My rule of thumb from the past experiences is that if you demand a 99.9% uptime for your own systems and you have an in-house auth, then that auth system must have 99.99% reliability. If you are serving auth for OTHERS, then you have a system that can absolutely never be down, and at that point five nines becomes a baseline requirement.
Auth is a critical path component. If your service is in the critical path in both reliability and latency[ß] for third parties, then every one of your failures is magnified by the number of customers getting hit by it.
ß: The current top-voted comment thread includes a mention that latency and response time should also be part of an SLA concern. I agree. For any hot-path system you must be always tracking the latency distribution, both from the service's own viewpoint AND from the point of view of the outside world. The typically useful metrics for that are p95, p99, p999 and max. Yes, max is essential to include: you want to always know what was the worst experience someone/something had during any given time window.

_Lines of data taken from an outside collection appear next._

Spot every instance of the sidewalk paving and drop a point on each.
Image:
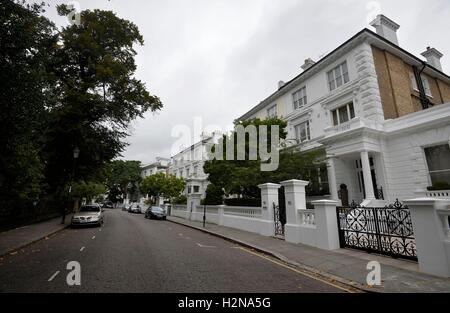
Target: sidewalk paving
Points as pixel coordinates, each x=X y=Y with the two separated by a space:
x=18 y=238
x=345 y=265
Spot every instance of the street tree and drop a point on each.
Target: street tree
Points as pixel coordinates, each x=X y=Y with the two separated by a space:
x=242 y=177
x=26 y=42
x=87 y=190
x=96 y=95
x=120 y=174
x=162 y=185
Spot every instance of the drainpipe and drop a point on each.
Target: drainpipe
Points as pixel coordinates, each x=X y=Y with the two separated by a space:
x=423 y=97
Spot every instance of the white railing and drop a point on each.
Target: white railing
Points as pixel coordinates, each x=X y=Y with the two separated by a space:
x=179 y=207
x=440 y=194
x=352 y=124
x=242 y=211
x=307 y=217
x=444 y=215
x=210 y=209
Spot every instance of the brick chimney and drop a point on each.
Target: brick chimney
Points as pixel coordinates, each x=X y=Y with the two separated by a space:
x=308 y=63
x=386 y=28
x=433 y=57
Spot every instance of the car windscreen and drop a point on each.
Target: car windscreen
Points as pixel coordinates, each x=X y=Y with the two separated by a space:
x=89 y=209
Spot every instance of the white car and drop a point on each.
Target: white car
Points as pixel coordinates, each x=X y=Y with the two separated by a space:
x=136 y=208
x=88 y=215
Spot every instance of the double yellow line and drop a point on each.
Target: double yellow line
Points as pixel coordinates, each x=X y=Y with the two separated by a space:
x=296 y=270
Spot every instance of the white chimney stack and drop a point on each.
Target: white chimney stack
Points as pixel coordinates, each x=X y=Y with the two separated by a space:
x=433 y=57
x=386 y=28
x=308 y=63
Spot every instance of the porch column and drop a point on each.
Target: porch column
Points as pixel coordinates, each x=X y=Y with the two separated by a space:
x=294 y=191
x=332 y=182
x=269 y=197
x=368 y=185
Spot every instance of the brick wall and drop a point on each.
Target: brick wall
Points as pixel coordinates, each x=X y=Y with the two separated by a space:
x=397 y=95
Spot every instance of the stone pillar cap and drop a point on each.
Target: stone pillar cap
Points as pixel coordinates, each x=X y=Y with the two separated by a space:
x=295 y=182
x=269 y=185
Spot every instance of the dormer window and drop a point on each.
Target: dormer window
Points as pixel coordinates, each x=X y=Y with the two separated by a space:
x=338 y=76
x=343 y=114
x=425 y=83
x=299 y=98
x=272 y=112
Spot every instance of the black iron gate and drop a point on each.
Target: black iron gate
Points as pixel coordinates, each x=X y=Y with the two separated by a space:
x=279 y=213
x=385 y=230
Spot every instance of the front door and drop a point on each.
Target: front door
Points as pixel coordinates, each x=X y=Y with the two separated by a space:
x=360 y=175
x=343 y=193
x=279 y=214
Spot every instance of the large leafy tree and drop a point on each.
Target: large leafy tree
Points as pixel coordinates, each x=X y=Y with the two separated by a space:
x=26 y=42
x=242 y=177
x=96 y=95
x=162 y=185
x=120 y=174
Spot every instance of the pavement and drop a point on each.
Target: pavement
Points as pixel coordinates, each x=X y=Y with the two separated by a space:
x=20 y=237
x=132 y=254
x=346 y=266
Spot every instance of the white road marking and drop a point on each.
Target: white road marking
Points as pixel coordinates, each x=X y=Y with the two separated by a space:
x=53 y=276
x=203 y=246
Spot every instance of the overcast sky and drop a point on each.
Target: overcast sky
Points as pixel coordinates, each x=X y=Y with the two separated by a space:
x=215 y=59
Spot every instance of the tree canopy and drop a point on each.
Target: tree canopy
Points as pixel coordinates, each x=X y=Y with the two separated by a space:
x=119 y=174
x=61 y=89
x=242 y=177
x=162 y=185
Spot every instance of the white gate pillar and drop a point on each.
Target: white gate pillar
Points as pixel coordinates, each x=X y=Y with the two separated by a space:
x=431 y=231
x=294 y=191
x=192 y=202
x=332 y=181
x=269 y=198
x=367 y=173
x=327 y=234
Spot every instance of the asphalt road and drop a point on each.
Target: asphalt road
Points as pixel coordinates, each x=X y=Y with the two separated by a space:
x=133 y=254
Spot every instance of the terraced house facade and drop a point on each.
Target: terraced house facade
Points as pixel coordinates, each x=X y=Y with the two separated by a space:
x=381 y=114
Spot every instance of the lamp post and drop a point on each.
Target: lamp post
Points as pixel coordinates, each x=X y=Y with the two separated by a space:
x=76 y=154
x=204 y=211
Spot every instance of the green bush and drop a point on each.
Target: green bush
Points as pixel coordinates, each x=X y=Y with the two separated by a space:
x=251 y=202
x=181 y=199
x=214 y=195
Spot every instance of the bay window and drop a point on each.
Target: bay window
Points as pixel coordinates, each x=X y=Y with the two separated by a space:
x=338 y=76
x=438 y=160
x=302 y=132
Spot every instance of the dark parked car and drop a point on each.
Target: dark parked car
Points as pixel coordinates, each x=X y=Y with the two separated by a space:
x=108 y=205
x=135 y=208
x=155 y=212
x=88 y=215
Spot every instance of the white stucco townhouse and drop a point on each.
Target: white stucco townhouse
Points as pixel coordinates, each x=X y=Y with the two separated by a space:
x=381 y=114
x=188 y=164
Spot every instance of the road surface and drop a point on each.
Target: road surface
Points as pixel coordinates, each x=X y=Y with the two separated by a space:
x=133 y=254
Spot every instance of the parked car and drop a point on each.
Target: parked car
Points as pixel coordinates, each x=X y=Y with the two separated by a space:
x=108 y=205
x=156 y=212
x=88 y=215
x=135 y=208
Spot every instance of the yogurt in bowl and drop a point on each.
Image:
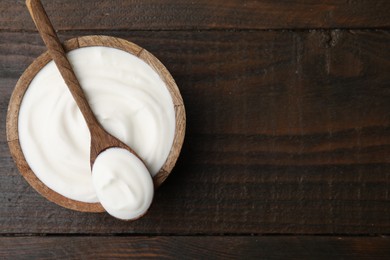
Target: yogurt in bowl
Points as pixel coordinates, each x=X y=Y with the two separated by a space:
x=133 y=96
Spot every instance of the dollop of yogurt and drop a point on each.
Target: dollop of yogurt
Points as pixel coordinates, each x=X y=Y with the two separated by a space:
x=122 y=183
x=129 y=99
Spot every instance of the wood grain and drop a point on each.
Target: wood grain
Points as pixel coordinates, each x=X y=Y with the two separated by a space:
x=201 y=14
x=204 y=247
x=288 y=132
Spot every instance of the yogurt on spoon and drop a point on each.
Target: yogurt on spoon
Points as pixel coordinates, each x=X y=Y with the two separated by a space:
x=122 y=183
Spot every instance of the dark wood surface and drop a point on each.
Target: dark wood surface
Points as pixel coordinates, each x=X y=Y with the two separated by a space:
x=288 y=130
x=198 y=247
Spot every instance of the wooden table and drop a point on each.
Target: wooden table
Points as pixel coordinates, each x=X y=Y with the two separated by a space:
x=287 y=152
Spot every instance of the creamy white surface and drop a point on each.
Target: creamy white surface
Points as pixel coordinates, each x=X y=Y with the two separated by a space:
x=122 y=183
x=128 y=98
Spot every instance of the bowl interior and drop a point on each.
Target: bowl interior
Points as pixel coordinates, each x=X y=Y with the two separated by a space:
x=80 y=42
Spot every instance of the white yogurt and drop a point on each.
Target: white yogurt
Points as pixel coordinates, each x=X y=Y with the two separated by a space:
x=123 y=184
x=128 y=98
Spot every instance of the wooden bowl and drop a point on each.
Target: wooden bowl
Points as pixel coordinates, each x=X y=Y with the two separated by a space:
x=24 y=82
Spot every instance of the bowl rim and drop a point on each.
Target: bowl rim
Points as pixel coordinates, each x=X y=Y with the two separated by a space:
x=72 y=44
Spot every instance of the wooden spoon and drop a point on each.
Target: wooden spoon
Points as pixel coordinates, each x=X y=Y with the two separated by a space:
x=100 y=138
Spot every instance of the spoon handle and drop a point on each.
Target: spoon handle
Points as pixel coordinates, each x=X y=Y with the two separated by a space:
x=58 y=54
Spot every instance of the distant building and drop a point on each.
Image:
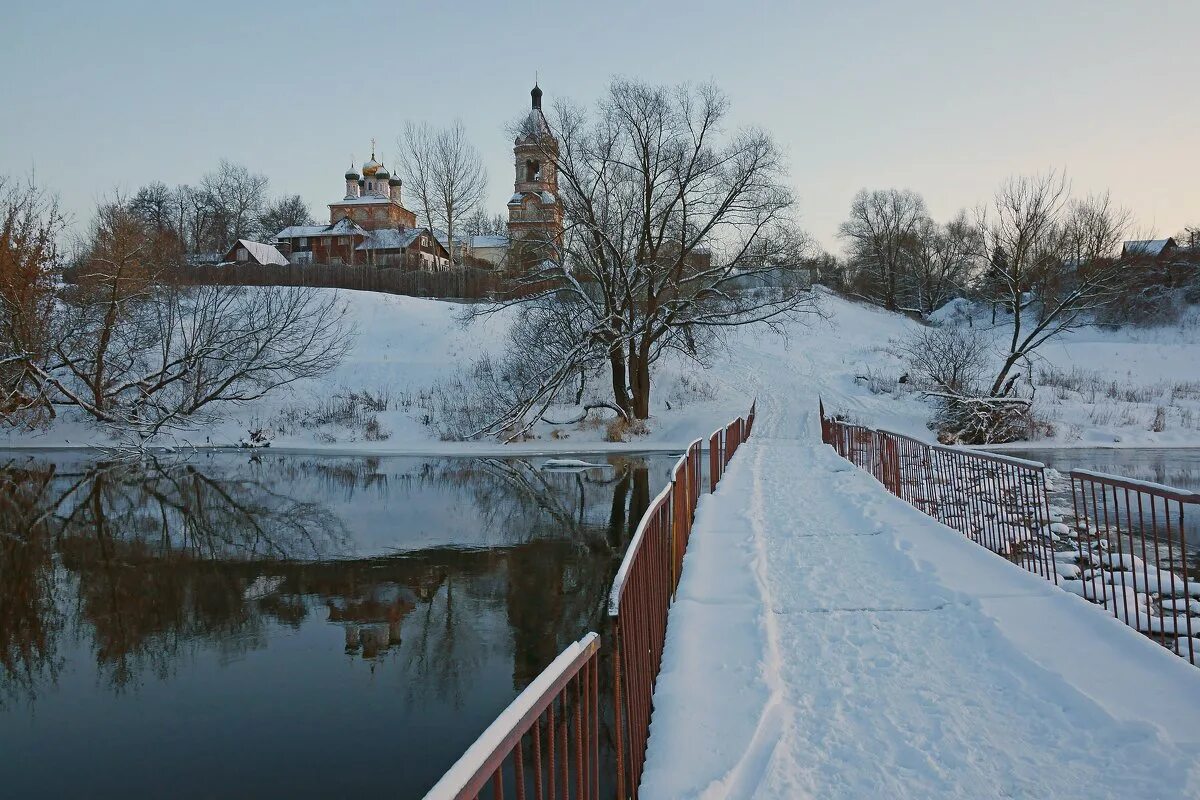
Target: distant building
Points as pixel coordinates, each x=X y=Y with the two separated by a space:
x=347 y=244
x=535 y=214
x=252 y=252
x=1149 y=247
x=371 y=226
x=372 y=199
x=490 y=247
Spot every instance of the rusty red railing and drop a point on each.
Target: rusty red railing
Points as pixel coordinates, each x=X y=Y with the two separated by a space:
x=545 y=745
x=1126 y=548
x=645 y=589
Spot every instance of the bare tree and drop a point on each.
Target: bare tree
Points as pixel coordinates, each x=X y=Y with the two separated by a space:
x=1053 y=262
x=283 y=212
x=447 y=174
x=480 y=223
x=235 y=197
x=941 y=260
x=143 y=355
x=30 y=227
x=156 y=204
x=880 y=230
x=672 y=233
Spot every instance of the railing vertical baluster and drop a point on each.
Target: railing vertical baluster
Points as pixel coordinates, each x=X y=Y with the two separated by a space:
x=1003 y=504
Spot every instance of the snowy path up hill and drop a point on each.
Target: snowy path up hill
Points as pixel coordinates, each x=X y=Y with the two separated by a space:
x=832 y=642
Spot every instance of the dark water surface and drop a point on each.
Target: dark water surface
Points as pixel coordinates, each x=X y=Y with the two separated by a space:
x=1179 y=467
x=1175 y=467
x=285 y=625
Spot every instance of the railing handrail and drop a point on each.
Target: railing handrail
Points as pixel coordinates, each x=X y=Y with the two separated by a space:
x=999 y=506
x=1121 y=481
x=627 y=563
x=475 y=768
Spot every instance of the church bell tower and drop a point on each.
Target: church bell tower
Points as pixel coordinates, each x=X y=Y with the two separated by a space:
x=535 y=215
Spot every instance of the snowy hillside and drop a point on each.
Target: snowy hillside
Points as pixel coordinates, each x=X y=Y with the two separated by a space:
x=1095 y=386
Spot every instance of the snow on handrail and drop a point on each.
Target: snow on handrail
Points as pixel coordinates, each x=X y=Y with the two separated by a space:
x=1182 y=495
x=627 y=563
x=508 y=728
x=990 y=456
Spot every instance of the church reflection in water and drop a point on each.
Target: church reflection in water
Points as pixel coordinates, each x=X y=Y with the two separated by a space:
x=370 y=596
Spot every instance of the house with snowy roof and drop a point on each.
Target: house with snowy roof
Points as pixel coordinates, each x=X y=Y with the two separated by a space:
x=1149 y=247
x=370 y=224
x=245 y=251
x=348 y=244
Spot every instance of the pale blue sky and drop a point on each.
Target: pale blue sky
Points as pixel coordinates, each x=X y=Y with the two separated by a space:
x=946 y=98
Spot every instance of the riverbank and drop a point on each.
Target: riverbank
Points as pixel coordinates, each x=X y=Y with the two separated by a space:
x=388 y=396
x=867 y=650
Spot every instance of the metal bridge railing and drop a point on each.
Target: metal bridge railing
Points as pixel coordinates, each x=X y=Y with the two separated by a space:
x=1126 y=548
x=546 y=743
x=645 y=589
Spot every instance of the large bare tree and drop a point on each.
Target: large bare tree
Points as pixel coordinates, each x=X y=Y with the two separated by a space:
x=1054 y=262
x=235 y=197
x=675 y=229
x=142 y=355
x=941 y=262
x=447 y=175
x=880 y=230
x=30 y=228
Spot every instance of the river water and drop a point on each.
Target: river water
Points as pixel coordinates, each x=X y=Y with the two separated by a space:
x=1176 y=467
x=283 y=625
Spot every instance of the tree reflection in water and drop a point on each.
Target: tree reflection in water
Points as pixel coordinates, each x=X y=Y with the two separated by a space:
x=144 y=565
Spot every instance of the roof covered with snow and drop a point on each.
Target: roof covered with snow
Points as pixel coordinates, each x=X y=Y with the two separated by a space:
x=366 y=199
x=1147 y=246
x=390 y=239
x=297 y=232
x=261 y=252
x=343 y=227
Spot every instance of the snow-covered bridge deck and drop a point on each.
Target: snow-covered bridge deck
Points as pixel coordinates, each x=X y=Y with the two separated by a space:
x=832 y=642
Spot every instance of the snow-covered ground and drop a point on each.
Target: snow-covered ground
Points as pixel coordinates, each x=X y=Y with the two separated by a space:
x=829 y=641
x=379 y=398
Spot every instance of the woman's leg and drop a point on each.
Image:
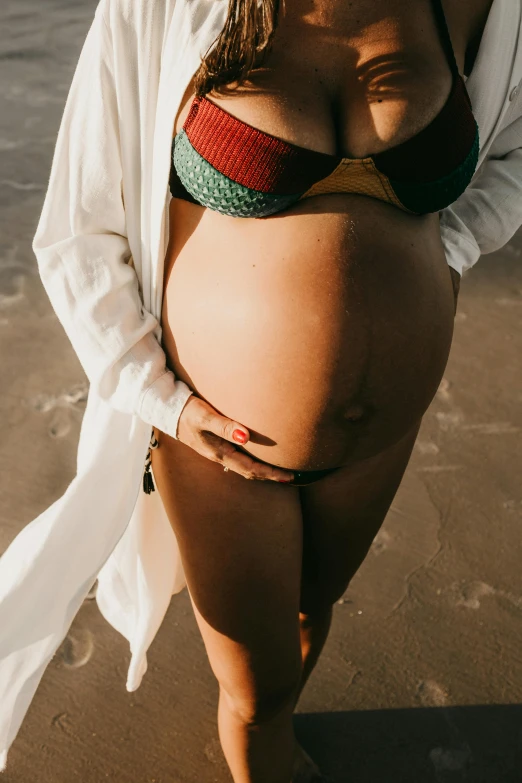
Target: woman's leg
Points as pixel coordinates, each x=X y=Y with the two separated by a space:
x=241 y=547
x=342 y=514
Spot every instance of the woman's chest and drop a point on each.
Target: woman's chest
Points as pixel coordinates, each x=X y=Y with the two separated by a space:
x=349 y=79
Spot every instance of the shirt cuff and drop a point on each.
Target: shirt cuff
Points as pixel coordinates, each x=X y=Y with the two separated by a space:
x=461 y=253
x=162 y=403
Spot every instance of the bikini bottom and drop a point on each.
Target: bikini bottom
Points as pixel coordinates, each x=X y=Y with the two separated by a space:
x=301 y=477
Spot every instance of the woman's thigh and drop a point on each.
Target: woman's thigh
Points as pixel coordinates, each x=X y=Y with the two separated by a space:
x=342 y=514
x=241 y=547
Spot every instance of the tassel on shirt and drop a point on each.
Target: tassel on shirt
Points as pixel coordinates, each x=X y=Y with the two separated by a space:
x=148 y=482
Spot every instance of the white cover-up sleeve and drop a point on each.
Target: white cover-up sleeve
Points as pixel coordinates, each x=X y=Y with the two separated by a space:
x=82 y=249
x=489 y=212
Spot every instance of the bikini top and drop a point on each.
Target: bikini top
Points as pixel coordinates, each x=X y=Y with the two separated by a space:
x=226 y=164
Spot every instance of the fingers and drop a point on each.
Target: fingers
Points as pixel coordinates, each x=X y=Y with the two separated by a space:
x=213 y=436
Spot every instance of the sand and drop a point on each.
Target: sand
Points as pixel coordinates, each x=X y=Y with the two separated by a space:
x=421 y=678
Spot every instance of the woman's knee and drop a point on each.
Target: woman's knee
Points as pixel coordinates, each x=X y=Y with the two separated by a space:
x=257 y=706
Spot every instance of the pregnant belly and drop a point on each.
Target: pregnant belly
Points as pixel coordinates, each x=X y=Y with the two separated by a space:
x=324 y=329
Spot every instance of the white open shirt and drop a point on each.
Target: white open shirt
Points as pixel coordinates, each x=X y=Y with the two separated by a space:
x=100 y=247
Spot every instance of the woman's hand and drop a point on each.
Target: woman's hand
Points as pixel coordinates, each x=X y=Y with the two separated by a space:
x=455 y=279
x=202 y=428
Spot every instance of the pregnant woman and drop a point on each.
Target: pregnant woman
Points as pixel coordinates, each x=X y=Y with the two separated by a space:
x=307 y=298
x=254 y=231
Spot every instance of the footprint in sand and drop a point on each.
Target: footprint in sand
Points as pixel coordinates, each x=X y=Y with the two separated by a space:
x=381 y=542
x=431 y=694
x=77 y=648
x=426 y=447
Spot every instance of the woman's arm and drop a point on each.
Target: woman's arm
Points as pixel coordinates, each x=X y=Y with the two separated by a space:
x=489 y=212
x=82 y=249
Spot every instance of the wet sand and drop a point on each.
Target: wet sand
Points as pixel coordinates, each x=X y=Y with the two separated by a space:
x=421 y=677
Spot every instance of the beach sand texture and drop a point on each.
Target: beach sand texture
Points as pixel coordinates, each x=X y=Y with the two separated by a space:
x=421 y=678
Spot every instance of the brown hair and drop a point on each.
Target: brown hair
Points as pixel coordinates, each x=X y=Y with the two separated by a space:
x=242 y=44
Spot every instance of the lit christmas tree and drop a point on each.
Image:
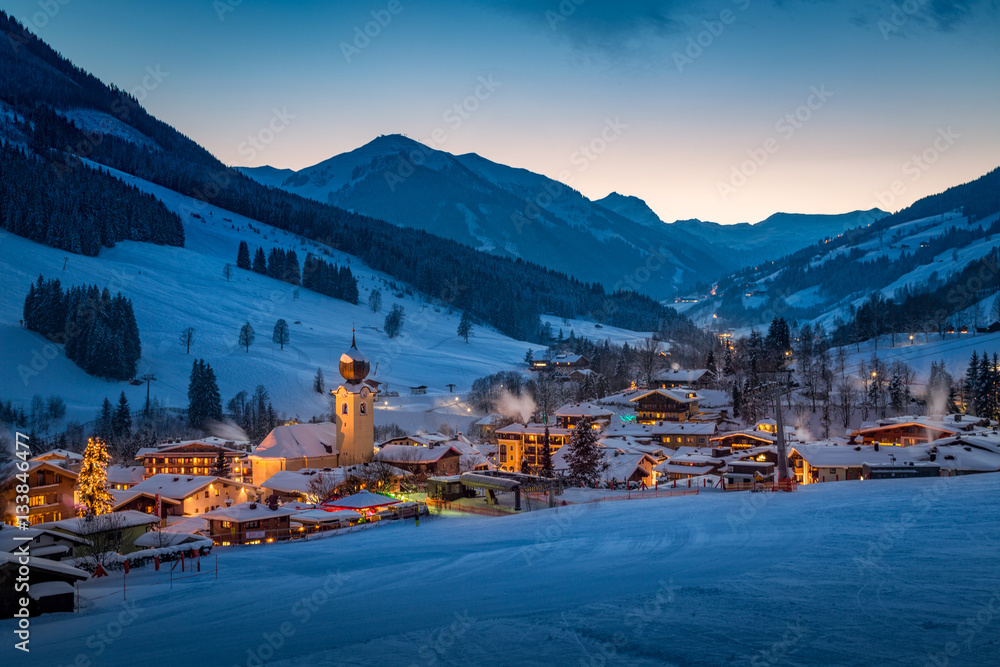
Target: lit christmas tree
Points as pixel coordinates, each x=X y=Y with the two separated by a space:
x=93 y=479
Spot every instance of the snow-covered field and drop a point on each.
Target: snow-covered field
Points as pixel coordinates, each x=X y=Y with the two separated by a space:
x=850 y=573
x=175 y=288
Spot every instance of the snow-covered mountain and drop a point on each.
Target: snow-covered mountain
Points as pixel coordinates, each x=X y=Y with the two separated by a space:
x=505 y=211
x=778 y=235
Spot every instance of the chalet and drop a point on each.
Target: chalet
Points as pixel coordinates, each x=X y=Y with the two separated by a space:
x=519 y=443
x=63 y=458
x=249 y=523
x=50 y=492
x=123 y=478
x=569 y=415
x=700 y=378
x=130 y=523
x=568 y=362
x=41 y=543
x=688 y=464
x=52 y=585
x=419 y=460
x=191 y=457
x=295 y=447
x=195 y=494
x=665 y=405
x=908 y=431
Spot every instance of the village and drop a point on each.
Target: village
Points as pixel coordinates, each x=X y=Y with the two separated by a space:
x=77 y=518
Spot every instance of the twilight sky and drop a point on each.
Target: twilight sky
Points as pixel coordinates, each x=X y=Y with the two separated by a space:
x=725 y=110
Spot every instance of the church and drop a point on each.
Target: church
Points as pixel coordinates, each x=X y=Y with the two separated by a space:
x=348 y=440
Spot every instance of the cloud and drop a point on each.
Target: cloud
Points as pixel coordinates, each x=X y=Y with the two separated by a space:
x=600 y=24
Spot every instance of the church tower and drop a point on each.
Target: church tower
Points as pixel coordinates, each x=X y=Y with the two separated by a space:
x=353 y=406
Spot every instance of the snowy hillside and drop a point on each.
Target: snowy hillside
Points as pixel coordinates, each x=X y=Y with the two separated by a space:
x=854 y=573
x=503 y=210
x=175 y=288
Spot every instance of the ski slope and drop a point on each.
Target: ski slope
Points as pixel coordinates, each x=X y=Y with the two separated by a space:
x=851 y=573
x=175 y=288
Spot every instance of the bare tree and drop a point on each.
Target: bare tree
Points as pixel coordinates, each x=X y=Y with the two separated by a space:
x=649 y=359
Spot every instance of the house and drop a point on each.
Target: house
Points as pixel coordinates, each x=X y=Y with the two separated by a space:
x=437 y=460
x=196 y=494
x=130 y=524
x=665 y=405
x=909 y=431
x=295 y=447
x=123 y=478
x=520 y=443
x=63 y=458
x=50 y=492
x=688 y=464
x=40 y=543
x=249 y=523
x=569 y=415
x=190 y=457
x=52 y=585
x=568 y=362
x=699 y=378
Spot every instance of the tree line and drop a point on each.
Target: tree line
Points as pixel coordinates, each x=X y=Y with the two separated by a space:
x=99 y=331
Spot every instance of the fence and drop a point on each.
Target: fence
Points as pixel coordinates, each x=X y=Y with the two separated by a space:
x=442 y=505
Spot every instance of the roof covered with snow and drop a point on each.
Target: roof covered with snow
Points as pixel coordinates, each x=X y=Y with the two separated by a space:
x=299 y=440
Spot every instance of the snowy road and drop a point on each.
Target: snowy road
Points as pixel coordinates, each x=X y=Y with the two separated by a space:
x=855 y=573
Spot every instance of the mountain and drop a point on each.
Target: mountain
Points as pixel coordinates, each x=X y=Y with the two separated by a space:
x=505 y=211
x=72 y=123
x=927 y=267
x=747 y=243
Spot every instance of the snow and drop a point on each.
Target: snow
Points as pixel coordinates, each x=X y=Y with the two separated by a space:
x=299 y=440
x=173 y=288
x=853 y=573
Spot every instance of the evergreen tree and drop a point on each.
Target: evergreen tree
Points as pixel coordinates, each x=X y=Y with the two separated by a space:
x=92 y=482
x=546 y=456
x=393 y=324
x=585 y=459
x=280 y=334
x=221 y=468
x=105 y=429
x=247 y=336
x=465 y=326
x=122 y=422
x=260 y=262
x=187 y=338
x=243 y=256
x=204 y=401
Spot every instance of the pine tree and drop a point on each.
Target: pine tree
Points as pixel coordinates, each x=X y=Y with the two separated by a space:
x=260 y=262
x=221 y=468
x=546 y=456
x=243 y=256
x=465 y=326
x=122 y=424
x=187 y=338
x=106 y=421
x=280 y=335
x=247 y=336
x=92 y=483
x=585 y=459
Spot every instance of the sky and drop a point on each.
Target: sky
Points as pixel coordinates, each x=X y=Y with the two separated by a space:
x=722 y=110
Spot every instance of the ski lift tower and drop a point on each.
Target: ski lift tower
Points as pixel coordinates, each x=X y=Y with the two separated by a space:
x=777 y=389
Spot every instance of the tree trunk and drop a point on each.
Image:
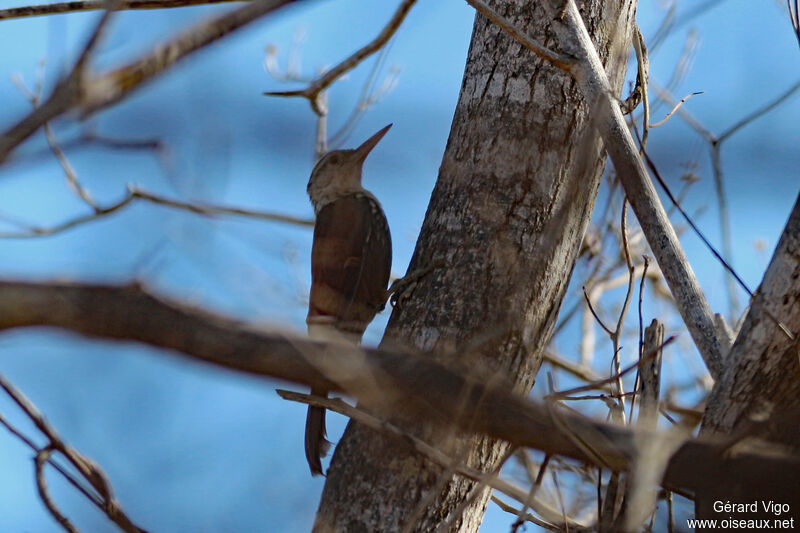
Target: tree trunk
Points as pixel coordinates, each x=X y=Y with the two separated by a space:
x=513 y=199
x=756 y=401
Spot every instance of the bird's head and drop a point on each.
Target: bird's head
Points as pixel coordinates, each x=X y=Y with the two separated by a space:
x=338 y=173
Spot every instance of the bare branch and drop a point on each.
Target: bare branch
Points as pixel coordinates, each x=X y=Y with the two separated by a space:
x=408 y=383
x=434 y=454
x=92 y=93
x=41 y=485
x=88 y=469
x=591 y=78
x=94 y=5
x=317 y=87
x=134 y=194
x=674 y=108
x=561 y=61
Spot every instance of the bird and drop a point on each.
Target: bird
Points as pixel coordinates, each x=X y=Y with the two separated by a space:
x=351 y=257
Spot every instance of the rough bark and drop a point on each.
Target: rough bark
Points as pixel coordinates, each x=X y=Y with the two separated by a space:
x=757 y=400
x=514 y=195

All of those significantly influence the response capability in a way which makes tracking latency next to useless. Maybe there is something we can be doing though. In more than a couple scenarios we do have tracking in place, metrics, and alerting, it just doesn't end up in our SLA.
The same can apply to latency. What is the latency of requests to your system—including dependencies you choose, excluding dependencies the customer chooses. The network leg from the customer or user to your system is a bit of a gray area. The simplest thing to do is measure each request's latency from the point of view of your backend rather than the initiator. This is probably good enough, although in theory it lets you off the hook a bit too easily—to some extent you can choose whether you run near the initiator or not and how many round trips are required, and servers can underestimate their own latency or entirely miss requests during failures. But it's not fair to fail your SLA because of end-user bufferbloat or bad wifi or a crappy ancient Chromebook with too many open tabs or customer webapp server's GC spiral or whatever. Basically impossible to make any 99.999% promises when those things are in play.
My preferred form of SLO is: x% of requests given y ms succeed within y ms, measured by my server. ("given" meaning "does not have an upfront timeout shorter than" and "isn't aborted by the client before".) I might offer a few such guarantees for a particular request type, e.g.:
* 50% of lookups given 1 ms succeed within 1 ms.
* 99% of lookups given 10 ms succeed within 10 ms.
* 99.999% of lookups given 500 ms succeed within 500 ms.
I like to also have client-side and whole-flow measurements but I'm much more cautious about promising anything about them.